Kotka ist eine Hafenstadt im Südosten Finnlands, die an der Mündung des Flusses Kymi in den Finnischen Meerbusen liegt und von einem Archipel kleinerer Inseln umgeben ist. Die Siedlung erstreckt sich über mehrere verbundene Inseln und Landflächen, wobei Hafengebiete und Wohnzonen nebeneinander existieren.

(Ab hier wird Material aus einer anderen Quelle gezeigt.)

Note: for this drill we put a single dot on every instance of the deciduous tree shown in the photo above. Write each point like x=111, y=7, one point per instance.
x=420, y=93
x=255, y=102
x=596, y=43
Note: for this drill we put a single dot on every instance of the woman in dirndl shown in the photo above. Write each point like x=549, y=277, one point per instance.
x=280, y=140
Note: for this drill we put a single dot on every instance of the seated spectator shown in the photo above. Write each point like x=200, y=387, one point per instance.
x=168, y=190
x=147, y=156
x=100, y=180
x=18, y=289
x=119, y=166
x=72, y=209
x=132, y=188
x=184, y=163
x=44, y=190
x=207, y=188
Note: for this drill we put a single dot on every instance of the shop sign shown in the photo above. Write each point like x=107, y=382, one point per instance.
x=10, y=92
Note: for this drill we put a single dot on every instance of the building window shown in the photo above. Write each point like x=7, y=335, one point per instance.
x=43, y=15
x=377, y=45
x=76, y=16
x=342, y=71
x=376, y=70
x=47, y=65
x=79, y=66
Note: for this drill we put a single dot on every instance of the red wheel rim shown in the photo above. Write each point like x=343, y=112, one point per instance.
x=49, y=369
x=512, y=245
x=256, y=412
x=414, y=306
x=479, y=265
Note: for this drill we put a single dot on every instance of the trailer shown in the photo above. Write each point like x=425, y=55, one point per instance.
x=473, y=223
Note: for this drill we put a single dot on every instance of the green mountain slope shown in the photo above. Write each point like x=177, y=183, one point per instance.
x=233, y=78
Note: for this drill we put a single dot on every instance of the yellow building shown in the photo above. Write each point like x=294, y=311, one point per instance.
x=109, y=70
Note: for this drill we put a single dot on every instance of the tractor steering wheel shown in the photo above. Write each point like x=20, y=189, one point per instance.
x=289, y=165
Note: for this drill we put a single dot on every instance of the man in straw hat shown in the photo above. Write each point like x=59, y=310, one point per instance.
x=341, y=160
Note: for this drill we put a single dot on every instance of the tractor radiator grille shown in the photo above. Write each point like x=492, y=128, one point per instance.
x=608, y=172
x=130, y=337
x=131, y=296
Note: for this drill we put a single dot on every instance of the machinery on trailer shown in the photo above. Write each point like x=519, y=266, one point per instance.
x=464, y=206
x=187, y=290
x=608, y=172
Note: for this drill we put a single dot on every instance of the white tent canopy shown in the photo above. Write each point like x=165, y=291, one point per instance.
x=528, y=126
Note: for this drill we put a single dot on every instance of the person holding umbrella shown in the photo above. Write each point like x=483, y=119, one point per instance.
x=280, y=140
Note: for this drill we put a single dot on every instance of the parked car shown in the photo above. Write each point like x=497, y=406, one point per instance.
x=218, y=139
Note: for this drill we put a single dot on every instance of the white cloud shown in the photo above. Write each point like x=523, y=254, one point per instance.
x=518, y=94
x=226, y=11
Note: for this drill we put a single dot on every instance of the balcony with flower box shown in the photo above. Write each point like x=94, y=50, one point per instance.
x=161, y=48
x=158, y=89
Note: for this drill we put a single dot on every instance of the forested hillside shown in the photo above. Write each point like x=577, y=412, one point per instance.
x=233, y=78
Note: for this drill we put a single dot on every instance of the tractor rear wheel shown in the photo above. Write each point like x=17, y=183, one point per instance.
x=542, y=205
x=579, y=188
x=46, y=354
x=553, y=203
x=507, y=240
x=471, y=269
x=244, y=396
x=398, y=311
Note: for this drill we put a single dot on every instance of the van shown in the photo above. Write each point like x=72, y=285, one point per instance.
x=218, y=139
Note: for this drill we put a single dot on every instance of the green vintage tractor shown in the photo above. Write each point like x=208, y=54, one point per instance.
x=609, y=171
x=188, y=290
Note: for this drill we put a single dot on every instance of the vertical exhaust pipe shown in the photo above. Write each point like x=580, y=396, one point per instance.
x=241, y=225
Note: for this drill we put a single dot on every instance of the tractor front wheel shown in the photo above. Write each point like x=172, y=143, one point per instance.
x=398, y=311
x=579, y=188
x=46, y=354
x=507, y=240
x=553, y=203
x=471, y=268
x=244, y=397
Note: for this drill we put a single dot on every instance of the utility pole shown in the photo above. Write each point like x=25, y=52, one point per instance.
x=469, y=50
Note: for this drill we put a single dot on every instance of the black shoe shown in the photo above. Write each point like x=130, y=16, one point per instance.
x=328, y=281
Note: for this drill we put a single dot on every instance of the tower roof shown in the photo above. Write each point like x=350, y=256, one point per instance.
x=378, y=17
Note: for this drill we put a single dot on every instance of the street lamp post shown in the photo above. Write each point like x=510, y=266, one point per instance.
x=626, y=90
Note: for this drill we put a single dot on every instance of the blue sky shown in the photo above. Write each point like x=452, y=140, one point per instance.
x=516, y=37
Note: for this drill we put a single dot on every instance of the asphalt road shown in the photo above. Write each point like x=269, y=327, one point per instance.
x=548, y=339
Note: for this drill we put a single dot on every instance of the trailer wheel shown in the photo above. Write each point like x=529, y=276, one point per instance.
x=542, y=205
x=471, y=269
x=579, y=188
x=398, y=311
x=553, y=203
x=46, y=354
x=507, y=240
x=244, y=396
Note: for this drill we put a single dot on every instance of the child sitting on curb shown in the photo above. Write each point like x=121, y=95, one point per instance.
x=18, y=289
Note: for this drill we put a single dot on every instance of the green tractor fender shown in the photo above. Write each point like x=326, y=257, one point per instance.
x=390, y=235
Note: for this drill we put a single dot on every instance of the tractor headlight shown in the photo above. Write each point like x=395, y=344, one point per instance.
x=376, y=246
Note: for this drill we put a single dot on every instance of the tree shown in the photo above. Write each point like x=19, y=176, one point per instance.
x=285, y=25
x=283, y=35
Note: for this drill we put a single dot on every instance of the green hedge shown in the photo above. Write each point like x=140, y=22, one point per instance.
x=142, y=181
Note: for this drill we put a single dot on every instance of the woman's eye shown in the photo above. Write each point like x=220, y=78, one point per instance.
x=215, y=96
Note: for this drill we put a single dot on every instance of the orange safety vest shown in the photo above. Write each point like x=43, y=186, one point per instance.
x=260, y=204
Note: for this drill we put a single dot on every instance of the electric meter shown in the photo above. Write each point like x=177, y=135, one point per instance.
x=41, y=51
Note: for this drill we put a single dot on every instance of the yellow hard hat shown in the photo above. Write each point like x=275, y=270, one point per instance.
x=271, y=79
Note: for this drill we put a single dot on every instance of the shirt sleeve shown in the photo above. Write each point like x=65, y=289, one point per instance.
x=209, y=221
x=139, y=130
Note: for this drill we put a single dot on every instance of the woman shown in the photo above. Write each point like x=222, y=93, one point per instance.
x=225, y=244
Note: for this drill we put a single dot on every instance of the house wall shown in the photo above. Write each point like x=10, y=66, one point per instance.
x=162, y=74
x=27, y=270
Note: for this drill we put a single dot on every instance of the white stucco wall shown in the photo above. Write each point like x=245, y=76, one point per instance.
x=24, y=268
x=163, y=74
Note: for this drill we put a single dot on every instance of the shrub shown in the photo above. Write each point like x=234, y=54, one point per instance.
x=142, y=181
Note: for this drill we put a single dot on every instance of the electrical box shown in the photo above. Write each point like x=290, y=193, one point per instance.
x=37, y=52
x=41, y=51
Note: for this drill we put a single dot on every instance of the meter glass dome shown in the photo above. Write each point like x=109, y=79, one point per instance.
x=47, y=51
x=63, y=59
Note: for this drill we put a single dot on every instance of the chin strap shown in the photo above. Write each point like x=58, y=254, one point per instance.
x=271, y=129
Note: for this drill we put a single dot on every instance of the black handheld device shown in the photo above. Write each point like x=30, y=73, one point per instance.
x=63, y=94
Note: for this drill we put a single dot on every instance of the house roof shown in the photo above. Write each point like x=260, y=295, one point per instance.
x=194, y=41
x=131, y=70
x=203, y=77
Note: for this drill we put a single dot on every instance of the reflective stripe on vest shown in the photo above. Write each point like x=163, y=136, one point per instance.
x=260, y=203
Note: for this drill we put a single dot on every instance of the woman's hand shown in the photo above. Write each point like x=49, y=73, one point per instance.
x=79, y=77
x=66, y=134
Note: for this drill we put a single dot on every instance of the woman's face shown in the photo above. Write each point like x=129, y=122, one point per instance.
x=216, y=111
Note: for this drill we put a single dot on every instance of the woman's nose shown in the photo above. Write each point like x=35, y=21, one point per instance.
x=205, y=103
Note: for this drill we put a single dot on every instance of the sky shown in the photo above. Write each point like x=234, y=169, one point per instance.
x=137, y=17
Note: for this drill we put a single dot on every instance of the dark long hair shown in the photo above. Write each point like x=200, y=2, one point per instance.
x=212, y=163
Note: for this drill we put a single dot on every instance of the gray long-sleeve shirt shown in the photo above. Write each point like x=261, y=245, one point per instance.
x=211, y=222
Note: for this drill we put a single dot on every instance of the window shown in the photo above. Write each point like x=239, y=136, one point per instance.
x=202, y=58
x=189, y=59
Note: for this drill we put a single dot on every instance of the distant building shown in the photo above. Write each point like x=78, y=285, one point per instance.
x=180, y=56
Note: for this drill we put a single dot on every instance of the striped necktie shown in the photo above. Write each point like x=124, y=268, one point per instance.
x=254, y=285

Der finnische Senat erhob die Siedlung 1879 zur Stadt und vereinte dabei Teile der alten Pfarrei Kymi, darunter die Inseln Kotkansaari und Hovinsaari. Die Lage am Flussdelta machte den Ort zu einem wichtigen Ausfuhrpunkt für Holz und andere Güter während der Industrialisierung.
Der Stadtpark Sapokka kombiniert Wasserspiele mit Steinformationen und zieht Besucher an, die durch gestaltete Pfade zwischen Kaskaden wandern. Einheimische nutzen den Bereich häufig für kurze Pausen während der wärmeren Monate.
Besucher erreichen das Zentrum zu Fuß oder mit lokalen Bussen, die zwischen den Inselteilen und dem Festland verkehren. Die Hafengebiete liegen meist außerhalb der Wohnviertel, sodass Spaziergänge entlang der Uferpromenaden ruhiger verlaufen.
Die Fischhütte Langinkoski wurde 1888 für den russischen Zaren Alexander III. errichtet und diente als Sommerresidenz zum Lachsangeln. Sie bleibt das einzige erhaltene kaiserliche Gebäude dieser Art außerhalb der Region Helsinki.